By Mark Deen and Camilla Hall
Oct. 29 (Bloomberg) -- Saudi Arabia's King Abdullah, arriving in London today for talks with Prime Minister Gordon Brown, said British officials failed to act on information that could have prevented the attacks on London in July 2005.
Abdullah, in an interview with the BBC at his palace in Jeddah, said Saudi officials passed intelligence about the attacks to the U.K. before they happened. He didn't give details.
``Most countries are not taking this issue too seriously, including, unfortunately, Great Britain,'' Abdullah said in an interview broadcast on BBC Radio 4. ``We have sent information to Great Britain before the terrorist attack, but unfortunately no action was taken. It may have been able to avert the tragedy.''
At least 56 people were killed when four separate explosions ripped through London subway trains and a bus during the morning rush hour on July 7, 2005. British officials have said since then that they had no advance warning.
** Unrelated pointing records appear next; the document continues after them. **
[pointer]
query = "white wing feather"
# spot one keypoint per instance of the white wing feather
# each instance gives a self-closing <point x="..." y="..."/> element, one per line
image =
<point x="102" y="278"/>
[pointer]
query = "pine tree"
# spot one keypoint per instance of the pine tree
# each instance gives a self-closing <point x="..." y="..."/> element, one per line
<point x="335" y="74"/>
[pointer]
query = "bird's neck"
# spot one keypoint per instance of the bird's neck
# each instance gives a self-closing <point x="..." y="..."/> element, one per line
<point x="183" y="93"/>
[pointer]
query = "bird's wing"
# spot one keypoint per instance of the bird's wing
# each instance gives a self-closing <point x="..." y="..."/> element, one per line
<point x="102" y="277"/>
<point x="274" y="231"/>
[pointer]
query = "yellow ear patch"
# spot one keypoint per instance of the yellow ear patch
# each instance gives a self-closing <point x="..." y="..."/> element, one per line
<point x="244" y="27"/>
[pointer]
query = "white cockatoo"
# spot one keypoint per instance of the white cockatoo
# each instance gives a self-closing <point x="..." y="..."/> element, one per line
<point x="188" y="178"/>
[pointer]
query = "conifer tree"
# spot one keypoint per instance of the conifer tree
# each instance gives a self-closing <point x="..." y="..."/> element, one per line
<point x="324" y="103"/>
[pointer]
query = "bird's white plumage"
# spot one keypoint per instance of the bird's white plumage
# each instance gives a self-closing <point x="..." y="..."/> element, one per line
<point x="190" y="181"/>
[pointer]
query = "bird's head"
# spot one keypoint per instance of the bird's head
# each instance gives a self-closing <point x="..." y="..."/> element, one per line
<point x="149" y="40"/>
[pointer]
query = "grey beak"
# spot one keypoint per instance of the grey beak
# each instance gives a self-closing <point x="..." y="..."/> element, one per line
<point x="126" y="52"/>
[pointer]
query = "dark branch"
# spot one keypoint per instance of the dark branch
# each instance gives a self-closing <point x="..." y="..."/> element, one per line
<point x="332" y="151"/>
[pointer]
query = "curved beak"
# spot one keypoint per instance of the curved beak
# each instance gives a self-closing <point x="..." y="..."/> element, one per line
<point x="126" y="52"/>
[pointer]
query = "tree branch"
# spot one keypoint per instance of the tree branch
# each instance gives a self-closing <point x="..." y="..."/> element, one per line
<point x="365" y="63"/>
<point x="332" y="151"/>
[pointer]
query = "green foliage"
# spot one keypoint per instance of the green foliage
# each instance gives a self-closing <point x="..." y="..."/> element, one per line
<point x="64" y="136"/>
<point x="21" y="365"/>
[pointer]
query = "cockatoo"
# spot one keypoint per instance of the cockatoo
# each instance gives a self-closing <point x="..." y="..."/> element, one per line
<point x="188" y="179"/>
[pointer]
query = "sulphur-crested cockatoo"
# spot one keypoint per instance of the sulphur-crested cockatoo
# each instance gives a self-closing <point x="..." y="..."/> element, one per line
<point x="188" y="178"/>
Abdullah arrived in London today for the first Saudi state visit to the U.K. in two decades. He will stay with Queen Elizabeth II at Buckingham Palace after a ceremonial welcome tomorrow and meet Brown the following day.
`Skewed'
His remarks may have been ``skewed,'' a Foreign Office official specializing in the Middle East told journalists in London. Britain would have acted to prevent the attacks had the government known of the plot, he added.
Brown will discuss terrorism, the war in Iraq, Iran's nuclear program and weapons orders, the Foreign Office said today.
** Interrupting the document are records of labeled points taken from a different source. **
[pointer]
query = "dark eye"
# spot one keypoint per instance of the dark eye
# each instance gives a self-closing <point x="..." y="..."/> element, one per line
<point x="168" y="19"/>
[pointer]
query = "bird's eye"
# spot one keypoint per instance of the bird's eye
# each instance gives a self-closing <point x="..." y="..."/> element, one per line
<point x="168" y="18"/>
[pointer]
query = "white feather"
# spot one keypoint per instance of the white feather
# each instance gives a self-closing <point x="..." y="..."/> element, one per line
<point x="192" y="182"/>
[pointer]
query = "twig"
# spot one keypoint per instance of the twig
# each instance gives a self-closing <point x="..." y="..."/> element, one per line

``Saudi Arabia is obviously an important ally for us,'' Michael Ellam, a spokesman for Brown, said on Friday. ``It will be an opportunity to take stock and have bilateral talks.''
Britain and the U.S. are looking to Saudi Arabia for help in containing the insurgency they're fighting in Iraq. Saudi officials are concerned enough about the violence next door that they want to build a wall along the 900-kilometer (560 mile) border to prevent fighters from entering.
A meeting between Saudi Foreign Minister Saud al-Faisal and U.K. Foreign Secretary David Miliband, scheduled for today, was canceled after Miliband left the U.K. to spend time with his wife and their newly adopted second son, according to a Foreign Office spokesman in London. Instead, Kim Howells, a junior foreign office minister, met with the Saudi ambassador, Prince Mohamed bin Nawaf, in London.
Peace Conference
Working through the Arab league earlier this year, Saudi Arabia led a call for the implementation of the 2002 Beirut Initiative, in which Arab states pledged to make peace if Israel withdrew from land it conquered in the 1967 Middle East War. The Saudi push on that front is critical in the run-up to a conference next week in Annapolis, Maryland intended to promote Palestinian statehood.
Nawaf told today's meeting that imposing greater obligations on the Palestinians ``is clearly not logical and does not build confidence in the seriousness, fairness and credibility of the current peace process,'' he said in an e- mailed statement.
For Brown, the geopolitical interests are complicated by anger among some voters and members of Parliament about arms sales to Saudi Arabia. Tony Blair, who stepped down as prime minister in June, ordered a halt to a three-year fraud investigation into defense contracts with Saudi Arabia last December, saying the probe would have ``devastating'' consequences for national security.
Al-Yamamah Contract
The Al-Yamamah contract related to the 43 billon-pound ($87 billion) sale of BAE Systems Plc weapons to Saudi Arabia in the 1980s. BAE, which won another $18 billion order for 72 Eurofighter jets from the kingdom this September, has repeatedly denied wrongdoing and specifically denied making billions of dollars of secret payments to Saudi royals to win business.
``I have introduced three debates in Parliament this year expressing serious concerns over the Al-Yamamah contract and the corruption allegedly involved,'' Vince Cable, a Liberal Democrat member of Parliament, said in a letter to the Saudi ambassador, Prince Mohammed bin Nawaf. ``I have, in my arguments, also been very critical of members of the Saudi royal family and the Saudi record on human rights.''
John McDonnell, a lawmaker from Britain's ruling Labour Party who launched an unsuccessful leadership bid against Brown earlier this year, said he would be protesting against the visit outside the Saudi embassy.
``The British people will be aghast at the Government entertaining on a state visit one of the most prominent anti- democratic and human rights abusing leaders in the world,'' McDonnell said in an e-mailed statement.